Sage Parāśara (in instruction to Maitreya)
Speaker: Parasara
Topic: Sequence of śrāddha oblations: to Agni (kavyavāhana) and then Soma as pitṛmate
Teaching: Ethical
Quality: authoritative and liturgical
Concept: Śrāddha proceeds by ordained divine channels—Agni conveys the offering, and Soma embodies the Pitṛ principle—so sequence and invocation matter.
Vedantic Theme: Dharma
Application: Treat spiritual practices as relational: acknowledge the ‘channels’ (teachers, tradition, discipline) through which offerings and intentions become effective.

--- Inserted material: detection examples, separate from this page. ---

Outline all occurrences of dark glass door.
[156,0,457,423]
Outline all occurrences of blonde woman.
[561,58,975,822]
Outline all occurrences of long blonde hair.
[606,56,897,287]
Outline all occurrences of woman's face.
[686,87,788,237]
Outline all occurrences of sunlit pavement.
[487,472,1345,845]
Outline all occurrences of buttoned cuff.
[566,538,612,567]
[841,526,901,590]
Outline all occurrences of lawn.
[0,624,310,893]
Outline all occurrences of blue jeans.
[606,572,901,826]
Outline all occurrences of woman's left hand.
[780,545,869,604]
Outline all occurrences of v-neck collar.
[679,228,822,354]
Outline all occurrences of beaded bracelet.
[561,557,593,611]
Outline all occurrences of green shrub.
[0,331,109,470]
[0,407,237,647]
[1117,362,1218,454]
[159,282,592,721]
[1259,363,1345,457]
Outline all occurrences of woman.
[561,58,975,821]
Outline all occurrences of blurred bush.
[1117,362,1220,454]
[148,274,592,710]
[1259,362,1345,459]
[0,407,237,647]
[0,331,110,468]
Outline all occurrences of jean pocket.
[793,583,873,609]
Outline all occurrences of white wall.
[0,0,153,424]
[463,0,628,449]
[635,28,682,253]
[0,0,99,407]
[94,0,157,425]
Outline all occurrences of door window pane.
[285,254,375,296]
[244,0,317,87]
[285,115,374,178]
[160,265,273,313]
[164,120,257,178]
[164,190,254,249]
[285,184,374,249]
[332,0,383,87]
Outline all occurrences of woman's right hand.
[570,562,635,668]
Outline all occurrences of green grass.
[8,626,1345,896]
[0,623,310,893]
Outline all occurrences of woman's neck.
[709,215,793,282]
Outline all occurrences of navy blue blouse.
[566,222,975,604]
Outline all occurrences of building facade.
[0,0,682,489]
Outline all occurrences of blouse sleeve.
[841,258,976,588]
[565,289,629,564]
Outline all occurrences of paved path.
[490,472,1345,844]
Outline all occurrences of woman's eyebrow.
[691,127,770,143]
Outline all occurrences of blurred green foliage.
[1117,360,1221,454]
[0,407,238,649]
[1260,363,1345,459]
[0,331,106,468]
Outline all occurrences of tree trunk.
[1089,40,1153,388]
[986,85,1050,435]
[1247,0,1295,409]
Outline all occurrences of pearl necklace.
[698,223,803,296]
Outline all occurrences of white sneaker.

Vishishtadvaita: Ritual mediation (Agni/Soma) reflects an ordered cosmos under the Lord; dharma works through divinely instituted agencies rather than isolated individual will.
Bhakti Type: Dasya
Agni is invoked first because he is the consecrated carrier of offerings; the rite begins by entrusting the ancestral oblation into the proper divine channel before it is directed to the Pitṛ-related deity.
Parāśara specifies an ordered progression: first the oblation to Agni with the svāhā formula, and then the offering to Soma identified with the Pitṛs—showing that dharma is upheld through precise, inherited procedure.
Even when Vishnu is not named, the Purana frames ritual dharma as part of the sustaining cosmic order ultimately grounded in the Supreme Reality; correct observance supports harmony in the world that Vishnu preserves.